KALTIMNEWS.CO, Samarinda hingga kini masih mengacu pada Peraturan Daerah (Perda) No 2 Tahun 2014 tentang Rencana Tata Ruang Wilayah Kota Samarinda. Perda ini pernah diusulkan pihak DPRD Samarinda di 2018 silam untuk dilakuan perubahan, lantaran didalam Perda 2014 tersebut dinilai menjadi salah satu penghambat sejumlah pelaku usaha property maupun industry di Kota Tepian dalam menjalankan bisnis usaha yang kini sementara berjalan. Demikian yang disebutkan Anggota DPRD Samarinda dari Partai Golkar, Novan Syahronny Pasie, Kamis (2/2/2023) siang.
“Peninjauan Kembali (PK) terhadap Perda tersebut, telah dilakukan dewan samarinda sejak 2018 kemarin, hal ini berangkat dari sejumlah usulan dari pelaku usaha Property maupun industry yang kini merasa terkendala dalam menjalankan roda usahanya di Kota Samarinda,” ujarnya.
Saat ini kata Novan, Rancangan Peraturan Daerah (Raperda) tersebut masih sementara berproses. Hal tersebut terlihat dari sejumlah usulan yang dilayangkan DPRD Samarinda kepada Pemerintah Kota (Pemkot) Samarinda melalui Dinas terkait.
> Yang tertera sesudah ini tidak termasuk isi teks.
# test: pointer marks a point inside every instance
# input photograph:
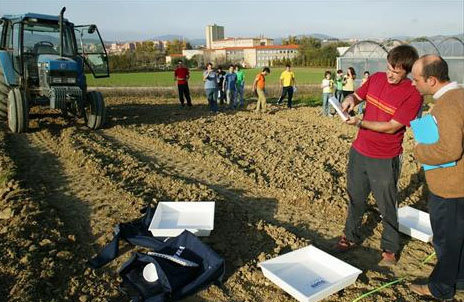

“DPRD Samarinda telah menyampaikan semua masalah ini ke Dinas PUPR bidang tata ruang, dan semuanya itu hingga kini masih berproses, apakah itu nantinya dilakukan kesesauian dengan arahan Kementerian ATR, seperti misalanya melakukan persentase ruang terbuka hijau, dan sejumlah penyesuaian lainnya,” jelas Sekretaris komisi III DPRD Samarinda ini.
Diketahui, hari ini sejumlah pelaku usaha property maupun Industri bersama Dinas PUPR menggelar pertemuan dengan pihak DPRD Samarinda di ruang paripurna Lt 1, dalam pertemuan itu sejumlah pelaku usaha ini meminta PK terhadap Perda No 2 tahun 2014, lantaran dinilai menghabat laju investasi yang telah berjalan.
“Dalam pertemuan yang digelar hari ini, lebih kepada komunikasi penyesuaian aturan yang ditetapkan oleh Kementrian ATR melalui Dinas PUPR, dengan para pelaku usaha yang merasa terhambat dalam sisi investasi,” imbuh Novan.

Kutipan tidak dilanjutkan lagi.